The expansion of palm oil plantations is an leading driver of deforestation in Indonesia, home to rainforests of global importance.
In their statements this week, Nestle has promised to measure all their suppliers of palm oil against publicly available “Responsible Sourcing Guidelines,” a bold step and strong message to the palm oil industry.
Nestle’s commitment to avoiding palm oil connected with the destruction of large swaths of majestic lowland rainforests and peat swamps, a global hotspot for greenhouse gas emissions, puts pressure on their suppliers to stop violating Indonesian law, conserve biodiverse forests, and respect local communities.

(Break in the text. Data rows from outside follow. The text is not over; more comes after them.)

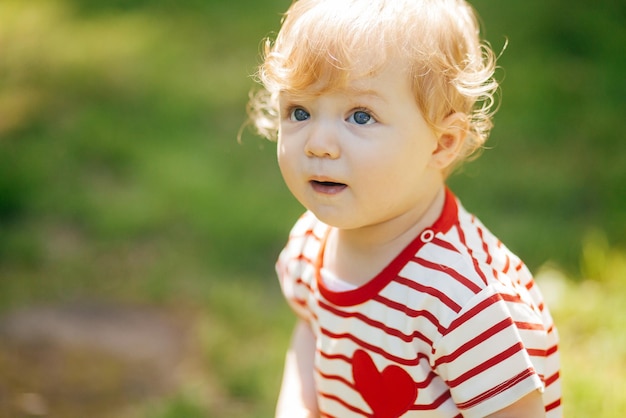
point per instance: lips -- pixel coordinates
(327, 187)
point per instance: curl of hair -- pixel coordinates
(323, 44)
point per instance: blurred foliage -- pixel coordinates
(121, 175)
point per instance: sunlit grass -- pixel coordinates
(121, 178)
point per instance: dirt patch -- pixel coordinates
(88, 359)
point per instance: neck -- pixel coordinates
(357, 255)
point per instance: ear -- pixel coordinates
(451, 134)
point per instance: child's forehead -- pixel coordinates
(373, 84)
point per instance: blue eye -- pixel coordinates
(299, 115)
(361, 117)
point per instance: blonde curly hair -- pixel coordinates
(321, 41)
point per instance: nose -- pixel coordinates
(322, 142)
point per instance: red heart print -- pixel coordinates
(389, 393)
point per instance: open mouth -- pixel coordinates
(327, 187)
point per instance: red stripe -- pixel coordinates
(481, 368)
(469, 251)
(375, 349)
(410, 312)
(430, 291)
(535, 352)
(345, 404)
(507, 264)
(552, 350)
(336, 378)
(375, 324)
(485, 246)
(498, 389)
(444, 244)
(504, 324)
(550, 380)
(530, 326)
(450, 272)
(474, 311)
(341, 357)
(435, 405)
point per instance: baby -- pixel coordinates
(408, 306)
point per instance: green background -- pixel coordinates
(121, 178)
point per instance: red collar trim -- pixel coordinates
(372, 288)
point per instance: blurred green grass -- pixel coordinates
(121, 176)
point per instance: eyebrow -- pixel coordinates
(374, 94)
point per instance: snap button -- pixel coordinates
(427, 236)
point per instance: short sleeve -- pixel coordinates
(295, 264)
(492, 354)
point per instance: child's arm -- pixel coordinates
(297, 394)
(530, 406)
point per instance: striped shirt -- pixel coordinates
(454, 326)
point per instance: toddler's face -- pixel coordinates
(359, 156)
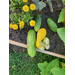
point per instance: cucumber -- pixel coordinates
(31, 43)
(52, 25)
(38, 22)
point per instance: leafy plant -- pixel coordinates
(61, 33)
(62, 16)
(51, 68)
(22, 13)
(50, 5)
(39, 4)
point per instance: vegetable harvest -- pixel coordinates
(40, 36)
(31, 43)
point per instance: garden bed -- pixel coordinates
(56, 44)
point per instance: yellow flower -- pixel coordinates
(32, 7)
(15, 26)
(11, 25)
(19, 20)
(21, 24)
(32, 23)
(25, 8)
(25, 0)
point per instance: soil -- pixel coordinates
(56, 44)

Perhaps most impacted by Nestle’s decision this week is their key supplier Cargill. The pressure is on for Cargill to stop sourcing from Sinar Mas – another identified forest destroyer, and install needed safeguards in their purchases of palm oil from all of Southeast Asia.
Nestle can only meet their new commitments to forests and forest peoples with Cargill’s full support, but as RAN’s report released this month clearly demonstrates, Cargill is destroying rainforests at its own palm oil plantations in Borneo, and is freely purchasing huge amounts of palm oil from producers that are actively clearing the last of the world’s jungles, while in the process also destroying local livelihoods.
The last six months has seen a significant push by the world’s most important purchasers of palm oil to bring systematic change to the palm oil industry. Nestle is only the latest example. Yet USA agribusiness seems insulated from the global palm oil problem, with companies such as General Mills and Cargill doing their best to ignore their role in the problem.
So what’s next for Nestle? Only until they cancel their direct and indirect purchases of palm oil associated with the destruction of the world’s rainforests can they achieve their stated goal of a “moratorium on the destruction of rainforest.” And Cargill, as an important Nestle supplier, must immediately end their purchases of Sinar Mas palm oil and address the issue of deforestation at their own plantations.